Hal ini menjadi perhatian Pemerintah Provinsi Jabar. Pasalnya, sektor tekstil dan produk tekstil menyerap tenaga kerja yang besar, seperti pada usaha garmen yang merupakan industri padat karya. Satu pabrik garmen bisa menyerap 2.000-an buruh.
Berdasarkan data Asosiasi Pengusaha Indonesia (Apindo) Jabar, akibat upah relatif tinggi di Jabar, lima perusahaan garmen pindah ke Jawa Tengah. Perusahaan itu adalah Libra Permana (Kabupaten Bogor), Sungintex (Kota Bekasi), Sahabat Unggul Internasional (Kota Bogor), Lucky Abadi (Kota Depok), dan Dream Sentosa (Karawang).
Dengan bentuk surat edaran ini, akan lebih fleksibel dan yang didorong adalah perundingan jika memang ada keberatan antara perusahaan dan buruh. Perusahaan akan membayar sesuai dengan kemampuan.
”Namun, meski mungkin terjadi perundingan, pihak perusahaan tak boleh membayar upah di bawah rekomendasi UMK yang sudah ditetapkan para bupati/wali kota,” ujar Ade.
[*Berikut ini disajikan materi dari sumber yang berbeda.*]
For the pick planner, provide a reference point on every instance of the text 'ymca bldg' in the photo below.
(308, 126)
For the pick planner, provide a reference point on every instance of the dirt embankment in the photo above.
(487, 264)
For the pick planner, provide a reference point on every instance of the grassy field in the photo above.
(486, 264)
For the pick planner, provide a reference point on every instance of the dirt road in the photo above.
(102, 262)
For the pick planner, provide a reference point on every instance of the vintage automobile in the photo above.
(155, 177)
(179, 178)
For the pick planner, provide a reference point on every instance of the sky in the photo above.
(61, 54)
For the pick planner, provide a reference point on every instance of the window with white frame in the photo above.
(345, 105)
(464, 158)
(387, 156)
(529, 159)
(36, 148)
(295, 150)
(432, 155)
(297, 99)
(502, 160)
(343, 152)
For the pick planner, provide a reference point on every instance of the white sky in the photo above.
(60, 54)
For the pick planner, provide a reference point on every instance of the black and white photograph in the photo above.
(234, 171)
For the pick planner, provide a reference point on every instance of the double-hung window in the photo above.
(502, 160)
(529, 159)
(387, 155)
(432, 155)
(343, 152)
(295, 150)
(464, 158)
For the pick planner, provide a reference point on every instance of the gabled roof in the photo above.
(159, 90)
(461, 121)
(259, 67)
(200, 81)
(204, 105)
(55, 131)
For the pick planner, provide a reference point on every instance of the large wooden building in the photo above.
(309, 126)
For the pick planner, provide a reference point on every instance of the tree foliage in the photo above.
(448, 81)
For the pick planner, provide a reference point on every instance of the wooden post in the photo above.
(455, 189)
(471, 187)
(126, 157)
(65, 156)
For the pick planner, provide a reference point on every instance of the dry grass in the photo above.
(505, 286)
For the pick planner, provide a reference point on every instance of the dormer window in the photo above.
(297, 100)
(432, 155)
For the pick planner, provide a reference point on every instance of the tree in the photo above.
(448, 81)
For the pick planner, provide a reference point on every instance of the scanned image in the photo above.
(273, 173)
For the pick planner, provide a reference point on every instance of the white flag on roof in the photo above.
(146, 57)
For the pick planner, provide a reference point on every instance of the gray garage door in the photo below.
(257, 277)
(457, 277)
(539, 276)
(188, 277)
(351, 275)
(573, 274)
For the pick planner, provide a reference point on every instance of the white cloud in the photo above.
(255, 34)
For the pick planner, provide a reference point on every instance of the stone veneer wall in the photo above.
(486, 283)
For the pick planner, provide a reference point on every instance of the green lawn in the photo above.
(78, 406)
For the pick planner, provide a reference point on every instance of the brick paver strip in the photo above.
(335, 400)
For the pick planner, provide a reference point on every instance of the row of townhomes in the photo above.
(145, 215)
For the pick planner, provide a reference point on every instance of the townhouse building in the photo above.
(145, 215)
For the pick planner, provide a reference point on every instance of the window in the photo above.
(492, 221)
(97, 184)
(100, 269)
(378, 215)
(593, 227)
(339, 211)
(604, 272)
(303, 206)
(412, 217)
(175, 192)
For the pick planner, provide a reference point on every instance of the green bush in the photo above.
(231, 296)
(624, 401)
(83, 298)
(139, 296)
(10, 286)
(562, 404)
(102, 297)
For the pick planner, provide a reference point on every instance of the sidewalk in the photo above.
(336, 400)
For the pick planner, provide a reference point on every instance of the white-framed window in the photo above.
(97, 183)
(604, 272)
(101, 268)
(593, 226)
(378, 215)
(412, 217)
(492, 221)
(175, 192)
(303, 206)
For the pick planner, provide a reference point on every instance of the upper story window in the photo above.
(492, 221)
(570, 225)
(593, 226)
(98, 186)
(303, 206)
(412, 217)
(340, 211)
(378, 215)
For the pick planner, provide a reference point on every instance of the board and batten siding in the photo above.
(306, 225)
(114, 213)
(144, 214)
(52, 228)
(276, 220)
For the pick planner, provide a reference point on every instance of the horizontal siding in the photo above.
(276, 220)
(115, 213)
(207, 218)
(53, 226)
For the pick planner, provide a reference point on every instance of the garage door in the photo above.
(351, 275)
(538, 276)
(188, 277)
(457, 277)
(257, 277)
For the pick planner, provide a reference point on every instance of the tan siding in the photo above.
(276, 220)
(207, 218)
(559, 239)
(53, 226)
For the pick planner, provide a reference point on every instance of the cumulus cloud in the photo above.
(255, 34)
Menurut Ade, pihak yang berkeberatan dengan surat edaran itu juga terbuka untuk mengajukan gugatan ke pengadilan tata usaha negara.
Mendukung
Apindo Jabar menyambut positif penerbitan surat edaran itu. Apindo Jabar menilai, ini juga sebagai upaya bagi Pemprov Jabar untuk mengambil kebijakan pengupahan yang tepat sehingga menarik bagi investor.
”Ini kebijakan yang fleksibel, tak memaksakan kehendak. Sebab, kalau dengan surat keputusan, ada konsekuensi pidana, dan ini bagi investor akan menakutkan. Jika mereka merasa berat dengan besaran upah dan bisnis tak mendatangkan untung, mereka tentu akan hengkang,” ucap Ketua Apindo Jabar Deddy Wijaya.
Secara terpisah, ketika dikonfirmasi Ketua Konfederasi Serikat Pekerja Seluruh Indonesia Jabar Roy Jinto Ferianto menyatakan menolak surat edaran tersebut.
”Kebijakan ini sama saja gubernur melegalkan upah murah dan pelanggaran hukum di Jabar. Ini aturan yang aneh. Apa jaminannya dengan surat edaran ini perusahaan tak membayar upah sesuai dengan ketentuan. Surat edaran tak mengikat secara hukum, baik kepada perusahaan maupun buruh,” tutur Roy.
Roy berpendapat, kebijakan surat edaran gubernur ini bertentangan dengan Undang-Undang Nomor 13 Tahun 2003 tentang Ketenagakerjaan yang mengatur tentang penetapan UMK, juga adanya sanksi pidana jika upah yang dibayar di bawah angka yang ditentukan.